Single model. All experiments were conducted on meta-llama/Llama-3.2-1B-Instruct. The ASR determinism bug is a code-level issue affecting all models tested with Glitcher, but the coverage gap magnitude and Unicode category distributions may differ for other architectures and vocabulary sizes.
No full behavioral classification. Due to compute constraints and the limitations of Glitcher's hardcoded indicator functions, we did not run full behavioral classification on scan-discovered tokens. The H6 analysis uses Unicode category as a proxy, not direct behavioral categorization.
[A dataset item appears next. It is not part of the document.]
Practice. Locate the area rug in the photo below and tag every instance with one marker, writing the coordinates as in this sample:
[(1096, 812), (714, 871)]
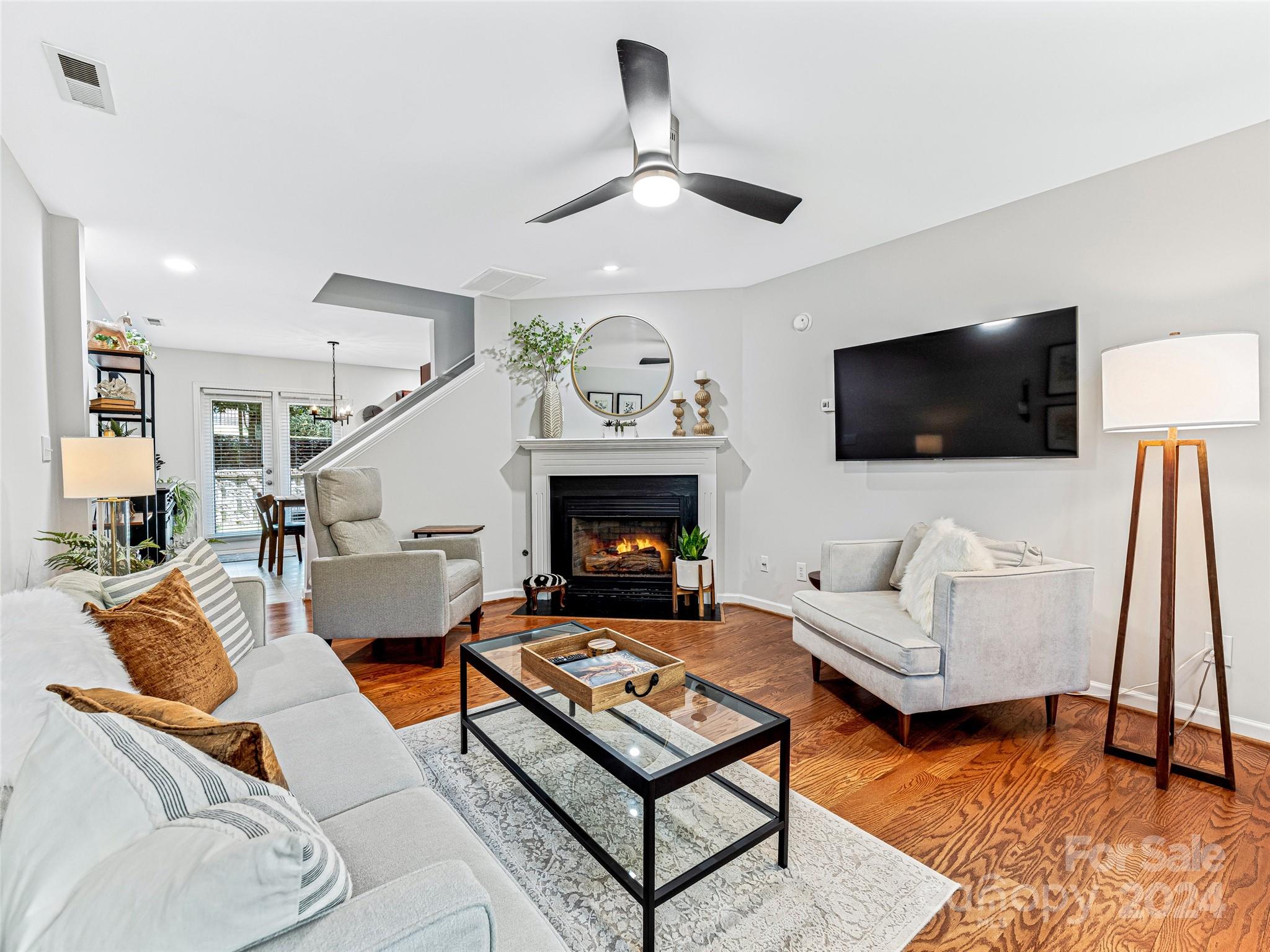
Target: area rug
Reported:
[(842, 890)]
Patch validation scope. The stochastic patch was validated on the 2,000-token scan and the 18-token determinism experiment. It has not been stress-tested across all Glitcher workflows (genetic algorithm, cross-provider validation, encoded character confusion).
Extrapolation uncertainty. The estimate of ~18,000 glitch tokens in the full vocabulary assumes the stratified sample's glitch rate is representative. Uniform random sampling may yield a different rate; the stratified design intentionally oversamples underrepresented categories.
Encoded character confusion results not re-validated. We assessed the ASR bug's likely non-impact on the encoded character confusion findings (Section 7.4) based on code path analysis, but did not re-run the 1,800-combination matrix.

Changelog

Version	Date	Description
1.0	2026-03-06	Initial release: ASR determinism bug report, mining coverage gap analysis, corrected ASR distribution, category analysis, and recommendations.